Can tabs bring joy to sick kids – so collect them
Walking into a Castleton Elementary School fourth grade classroom with about 30 excited faces ready to listen, Tammy Keech Arruda, with a can tab chain around her neck, began explaining her tab collection project that raises money for Shriners Hospitals for Children. It’s funny how something so small, something so simple can make such a big difference in the lives of ill children. The tab is the only pure aluminum part of the can and Shriners Hospitals – through efforts like Arruda’s — collect them to be recycled.
The hospitals currently get between 45 to 65 cents per pound of the recycled tabs and it takes 1,200 to 1,400 tabs to make a pound.
With it costing $1.6 million dollars every day to operate the 22 hospitals located around the United States, Mexico and Canada, every tab helps to raise money to aid children at Shriners hospitals who are burn victims, have orthopedic conditions, spinal cord injuries and other serious health problems. Children under the age of 18 are accepted to these hospitals and the cost. Care is free.
“Every year it gets a little bigger,” Arruda said of the tab project. “I’m hoping by next year to have it in all the schools in our district.”
Arruda began this project 10 years ago when her father, who was a Shriner, passed away.
“Friends kept giving me tabs to give to my dad,” Arruda said passing a picture around to the class of her father in his Shriners fez, while explaining how she thought it would be great to start a program with students.
“I chose fourth graders because they are young enough that they listen to what you say,” Arruda said calling the kids “little messengers” because they like to tell everyone about what they have learned.

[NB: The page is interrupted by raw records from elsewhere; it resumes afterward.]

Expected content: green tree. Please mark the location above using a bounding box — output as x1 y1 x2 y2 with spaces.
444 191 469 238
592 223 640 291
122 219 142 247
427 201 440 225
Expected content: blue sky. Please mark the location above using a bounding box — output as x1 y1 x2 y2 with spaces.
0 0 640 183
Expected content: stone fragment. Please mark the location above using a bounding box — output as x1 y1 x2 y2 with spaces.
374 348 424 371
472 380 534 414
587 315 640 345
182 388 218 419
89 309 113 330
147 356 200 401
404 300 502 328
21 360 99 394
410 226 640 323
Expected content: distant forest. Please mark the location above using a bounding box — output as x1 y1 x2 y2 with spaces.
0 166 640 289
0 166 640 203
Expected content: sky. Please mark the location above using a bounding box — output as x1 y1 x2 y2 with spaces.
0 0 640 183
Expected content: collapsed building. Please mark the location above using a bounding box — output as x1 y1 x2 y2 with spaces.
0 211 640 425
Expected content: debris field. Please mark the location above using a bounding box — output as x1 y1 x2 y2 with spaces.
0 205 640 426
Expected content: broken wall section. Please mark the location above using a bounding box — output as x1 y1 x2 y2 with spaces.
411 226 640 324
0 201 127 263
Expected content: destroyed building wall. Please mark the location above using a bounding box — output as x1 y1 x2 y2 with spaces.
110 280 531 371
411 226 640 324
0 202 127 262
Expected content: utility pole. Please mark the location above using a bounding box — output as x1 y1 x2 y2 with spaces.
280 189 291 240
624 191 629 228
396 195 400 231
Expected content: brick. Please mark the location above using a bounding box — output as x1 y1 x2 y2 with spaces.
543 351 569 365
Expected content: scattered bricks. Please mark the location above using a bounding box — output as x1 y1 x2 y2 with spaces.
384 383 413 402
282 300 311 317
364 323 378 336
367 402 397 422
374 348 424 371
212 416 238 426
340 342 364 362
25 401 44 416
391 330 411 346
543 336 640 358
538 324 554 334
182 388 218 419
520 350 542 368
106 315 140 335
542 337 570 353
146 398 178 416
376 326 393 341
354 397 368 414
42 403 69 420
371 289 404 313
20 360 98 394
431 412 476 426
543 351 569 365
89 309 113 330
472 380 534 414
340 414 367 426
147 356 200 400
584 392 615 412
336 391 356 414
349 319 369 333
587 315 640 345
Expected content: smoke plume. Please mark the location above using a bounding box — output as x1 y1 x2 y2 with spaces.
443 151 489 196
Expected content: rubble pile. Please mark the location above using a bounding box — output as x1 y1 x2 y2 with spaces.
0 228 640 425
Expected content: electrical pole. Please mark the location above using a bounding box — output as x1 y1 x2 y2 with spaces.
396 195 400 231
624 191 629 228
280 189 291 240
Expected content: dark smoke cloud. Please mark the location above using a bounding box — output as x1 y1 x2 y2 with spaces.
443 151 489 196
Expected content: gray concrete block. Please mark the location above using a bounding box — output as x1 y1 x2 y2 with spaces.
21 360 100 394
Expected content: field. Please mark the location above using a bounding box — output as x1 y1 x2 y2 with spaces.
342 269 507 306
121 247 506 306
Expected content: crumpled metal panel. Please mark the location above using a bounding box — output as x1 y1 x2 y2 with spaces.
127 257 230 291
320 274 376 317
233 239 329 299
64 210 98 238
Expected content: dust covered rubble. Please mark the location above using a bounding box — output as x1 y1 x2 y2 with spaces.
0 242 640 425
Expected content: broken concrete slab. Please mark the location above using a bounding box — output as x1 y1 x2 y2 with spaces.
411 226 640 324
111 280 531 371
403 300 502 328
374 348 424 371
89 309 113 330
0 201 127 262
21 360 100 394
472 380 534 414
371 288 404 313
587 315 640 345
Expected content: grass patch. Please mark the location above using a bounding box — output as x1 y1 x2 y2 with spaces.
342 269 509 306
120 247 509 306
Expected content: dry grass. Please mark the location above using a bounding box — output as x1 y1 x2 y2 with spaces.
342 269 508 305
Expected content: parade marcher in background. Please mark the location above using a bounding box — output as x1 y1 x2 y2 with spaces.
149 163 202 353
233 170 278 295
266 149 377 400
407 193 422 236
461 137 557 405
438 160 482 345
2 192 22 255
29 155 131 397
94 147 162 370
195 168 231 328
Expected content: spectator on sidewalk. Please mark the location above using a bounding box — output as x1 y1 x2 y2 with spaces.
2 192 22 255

The name of the project is Collecting & Connecting, Together for Children. Arruda has pioneered this tab collection program at Castleton Elementary School, the Village School and Castleton State College.
Castleton Village school seventh and eighth graders must complete 10 hours of community service each year and the tab project is one program they get involved in. The students earn their community service hours be stringing the can tabs and last year went to the beverage center for three hours to remove tabs from cans.
“They get so hyped up about it,” Arruda said, explaining how each student gets a string the length of their body and are responsible for filling it with tabs by the end of the school year. The strings are then tied together in May to see how far it will go. Last year there was approximately 550 feet of stringed tabs from the college and the elementary and village school.
The goal for this year is for the string to run the length of Seminary Street to the top of the steps of Woodruff Hall.
Each year the project has raised more money than the previous year, Arruda said. Last year $1,100 was raised. The money was split between the Springfield and Boston, Mass. hospitals because they treat children from this area. The money raised from the tabs can fund medical needs, but p[roject organizers decided they’d rather fund non-medical items like toys and birthday parties for the children.
“The money goes to the kinds of things that make them feel at home,” Arruda said. “It’s kids helping kids.”
Jan Rousse, assistant director at The Stafford Center for Support and Study of the Community here at Castleton, has helped to bring the tab program to the college. C.S.C. has been involved with the program for five or six years, but the success of the program here on campus is questionable.
“I never knew what they were for,” a senior standing near a collection bucket said. In the past, the sorority Zeta Omega, helped with the project but no longer does.
“I’m looking for someone to work with me in regards to this. It takes little time, just some planning,” Rousse said. In the past, Rousse took a bus of students to the Shriners hospitals in Springfield and Boston so they could see how the hospital works.
“It’s very rewarding and touches your heart,” she said. “Words can’t even express what they do for children.”